Tidak sepenuhnya adil untuk menyalahkan Sony – kenaikan harga ini hampir sama dengan inflasi umum dalam enam tahun terakhir. Tetapi telah terjadi peningkatan hampir 30% dalam biaya hidup dalam waktu setengah dekade – dan gelembung AI membantu memperkuatnya. Tidak ada satu orang atau perusahaan pun yang dapat mengendalikan makropolitik global, tetapi jelas bahwa sejumlah kecil orang sangat kaya membuat keuntungan dengan memaksa teknologi yang tidak kita inginkan ke dalam segala sesuatu, sementara yang kita inginkan menjadi sangat mahal sebagai akibatnya. Kami membayar lebih banyak untuk sebuah PlayStation agar orang-orang bodoh bisa menggunakan ChatGPT untuk menyesatkan orang di aplikasi kencan.

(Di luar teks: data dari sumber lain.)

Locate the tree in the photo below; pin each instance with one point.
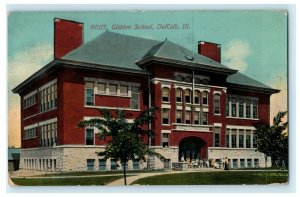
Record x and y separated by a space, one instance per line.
273 140
125 141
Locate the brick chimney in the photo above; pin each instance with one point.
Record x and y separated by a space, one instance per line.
68 35
210 50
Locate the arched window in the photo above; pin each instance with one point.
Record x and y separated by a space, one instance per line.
187 96
165 94
217 104
197 97
178 95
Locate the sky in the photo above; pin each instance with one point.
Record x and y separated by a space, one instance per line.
254 42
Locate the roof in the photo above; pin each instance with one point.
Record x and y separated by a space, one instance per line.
119 52
13 153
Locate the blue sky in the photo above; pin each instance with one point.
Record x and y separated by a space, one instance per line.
255 42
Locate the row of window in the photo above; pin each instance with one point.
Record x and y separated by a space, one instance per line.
240 139
40 164
189 79
48 98
187 96
48 135
113 90
29 133
90 163
242 107
199 118
29 101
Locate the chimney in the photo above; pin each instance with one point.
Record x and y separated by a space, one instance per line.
68 35
210 50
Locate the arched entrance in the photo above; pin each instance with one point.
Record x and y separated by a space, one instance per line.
192 148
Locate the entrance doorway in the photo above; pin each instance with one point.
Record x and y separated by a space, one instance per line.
190 149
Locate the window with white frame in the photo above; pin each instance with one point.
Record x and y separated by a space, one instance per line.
48 98
89 93
29 101
165 116
48 134
135 98
187 96
89 136
113 89
205 98
197 97
187 117
178 95
123 90
217 104
165 94
205 118
165 140
217 131
101 88
29 133
178 116
196 117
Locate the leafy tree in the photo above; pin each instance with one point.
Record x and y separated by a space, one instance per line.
125 141
273 140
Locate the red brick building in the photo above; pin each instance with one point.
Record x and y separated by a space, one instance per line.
207 110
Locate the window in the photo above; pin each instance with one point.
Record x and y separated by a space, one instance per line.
178 116
48 98
165 94
113 89
113 164
187 96
89 93
29 101
248 108
196 117
217 104
205 98
241 108
241 139
197 97
227 106
165 140
123 90
134 102
233 138
90 164
255 107
187 117
242 163
136 164
102 164
178 95
89 136
101 88
29 133
165 116
249 163
205 118
233 107
227 138
248 139
256 163
217 136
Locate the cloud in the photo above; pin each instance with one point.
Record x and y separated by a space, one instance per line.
20 67
235 54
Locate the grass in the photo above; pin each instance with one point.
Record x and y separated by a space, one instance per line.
70 181
214 178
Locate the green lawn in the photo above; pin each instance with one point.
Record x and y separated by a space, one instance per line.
214 178
71 181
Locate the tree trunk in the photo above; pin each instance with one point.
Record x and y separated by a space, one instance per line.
124 172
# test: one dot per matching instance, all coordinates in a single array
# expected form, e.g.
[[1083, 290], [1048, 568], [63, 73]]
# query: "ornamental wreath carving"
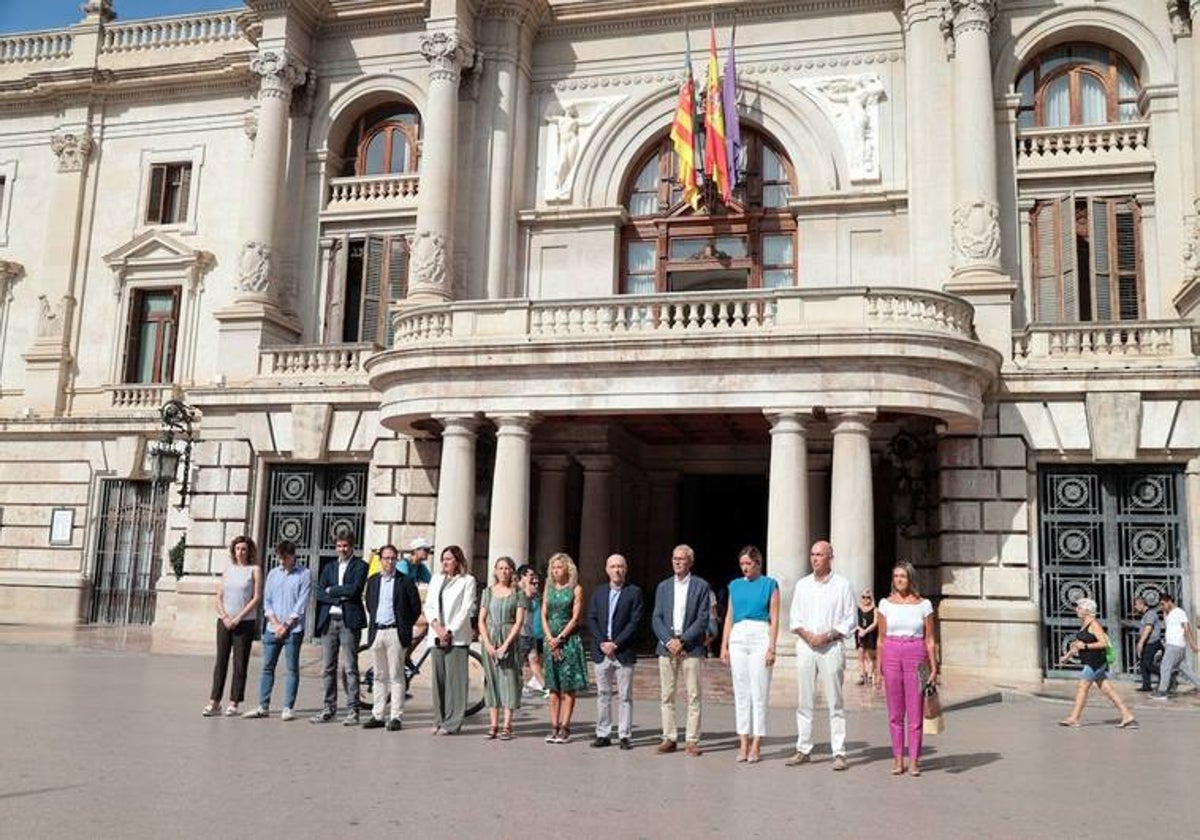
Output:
[[976, 231]]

Orang-orang ini tidak mencintai komputer, catatan Person. “Saya dibesarkan membuat komputer,” tulisnya dalam tulisannya untuk Aftermath. “Saya menikmati jailbreaking hardware tertutup yang jika tidak, akan menjadi limbah elektronik, seperti robot penyedot debu dan perangkat Amazon, dan memberikannya kehidupan kedua sebagai sesuatu yang etis… para pengikut fanatik AI tidak mencintai komputer; mungkin mereka tidak pernah melakukannya. Mereka mencintai uang dan memiliki LLM yang rentan membuat pekerjaan bagi mereka.”

Ini bukan tentang keserakahan Sony. Ini merupakan indikasi dari pembusukan di jantung teknologi besar – sistem ekonomi tertutup yang didasarkan pada membuat segalanya menjadi lebih buruk bagi sebagian besar dari kita, sehingga sedikit orang dapat menghasilkan banyak uang.